It’s okay not to be okay

It’s okay not to be okay, to be a mess, to be scattered, to be sad, angry, bored, unmotivated and/or grumpy. We’re humans and those are states that humans can and do experience.

The issue comes when we judge ourselves for feeling this things, like is wrong, like we’re not good enough if we’re feeling his way, because on top of feeling something that it’s somewhat not pleasant, we put all sorts of melodramatic labels into a simple transient state of that the mind is experiencing.

But it doesn’t have to be this way, we don’t have to judge this states, we don’t have to identify with them and put labels on them like they’re good or bad, allowed and not allowed, to realise that they just are. Just like some days are sunny, some are cloudy, some are windy and some are all of those things combined! Some days we just don’t feel very good. It’s a totally normal natural part of the mental landscape we experience as humans and not the big deal we’ve made it to be.

One of the biggest misconceptions when we talk about happiness, is that happiness and other positive emotions are the only acceptable emotions and that negative emotions are just not good enough and that experiencing them makes us not good enough.

This takes us to a permanent state of trying to concoct situations and life experiences that put us in these positive states. We’re like junkies looking for our happiness fix and we’ll use any means to get it. Food, drugs, alcohol, TV, phones, clothes, lifestyle anything that we think we’ll make us feel those elusive positive states. As you’ve probably guessed by now, this is a mistake and doesn’t work, first and foremost because all those other emotions are also useful and are part of the emotional landscape that a full human being is. Life can be very complex and to constantly being in pursuit of one range of emotions doesn’t lead to the reward that we think it will.

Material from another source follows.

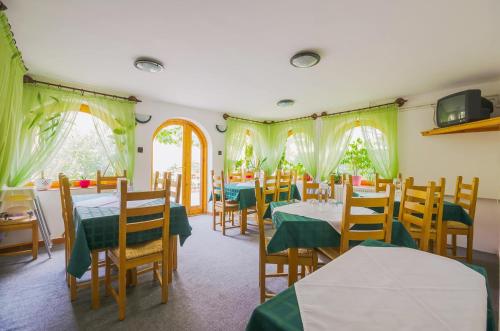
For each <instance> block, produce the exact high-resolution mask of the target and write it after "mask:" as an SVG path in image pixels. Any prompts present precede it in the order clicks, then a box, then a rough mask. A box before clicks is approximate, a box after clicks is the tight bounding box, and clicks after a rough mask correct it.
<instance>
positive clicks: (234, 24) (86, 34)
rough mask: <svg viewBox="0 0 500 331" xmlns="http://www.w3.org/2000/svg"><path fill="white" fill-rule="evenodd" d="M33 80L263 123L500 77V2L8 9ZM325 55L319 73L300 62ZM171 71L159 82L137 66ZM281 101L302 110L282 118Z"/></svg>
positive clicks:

To make matters worse we live in a world where marketers and big corporations have hijacked what natural and simple happiness is or would be, to make it all about what they want to sell you, which makes the whole pursuit nonsensical and void of any true meaning because even if you’re lucky enough to be able to gather all the elements of what a happy life it’s not going to make you feel happy anyway because it was someone else’s or worse still, some brand’s idea of happiness.